Deripaska, who made his fortune in the aluminum trade, complained to his fellow tycoons that the Moscow government has “already begun to shake us down” because the Russian treasury is low.
He said that building “state capitalism is not an option” and warned of “serious” pressure from sanctions.
“Russia should keep developing the market economy,” he said.
“A foreign investor will look at how a Russian investor makes money, what conditions exist.”
Deripaska, 52, was among several alleged Putin cronies who were sanctioned by the US, UK and EU following the invasion of Ukraine. The mogul said Russia needs to pivot in its trade strategy in light of geopolitical circumstances.
“We thought we were a European country,” said Deripaska, who was indicted by the Justice Department last September for allegedly concocting a scheme for his girlfriend to give birth to their child on American soil.
“Now, for the next 25 years, we will think more about our Asian past.”
The West’s shunning of Russia has forced the country to turn to rival China to keep its economy afloat. Beijing has officially remained neutral during the war in Ukraine.
However, Deputy Secretary of State Wendy Sherman said at an event at the Brookings Institution in Washington, DC, last month that the US has “growing concern” about the Chinese-Russian partnership, as The Post reported.
“My assessment is the PRC [People’s Republic of China] is trying to both increase its standing in the international community by saying that it’s willing to mediate and help bring this horrifying invasion to an end.
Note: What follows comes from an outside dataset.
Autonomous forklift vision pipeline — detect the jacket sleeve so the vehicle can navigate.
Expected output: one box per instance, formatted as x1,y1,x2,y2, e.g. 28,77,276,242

And at the same time, they are committed to their no-limits partnership with Russia,” Sherman said.
“And we have, certainly, concern and growing concern about that partnership and the PRC’s support for this invasion,” she added.
Russia’s treasury has doubled the share of yuan, the Chinese currency, to 60% in its sovereign wealth fund.
The Kremlin has been selling yuan in hopes of making up for its burgeoning budget deficit.
The Russian ruble recently fell to its weakest level in 10 months — shedding 20% of its value since the start of December.
As of Thursday, $1 equaled roughly 75 Russian rubles — much improved from the exchange rate of 140 rubles per each US dollar that the currency was trading at when sanctions were first imposed.
The decline of the ruble is driven by dwindling energy revenues — the result of Europe’s decision to wean itself off of imports of Russian oil and natural gas.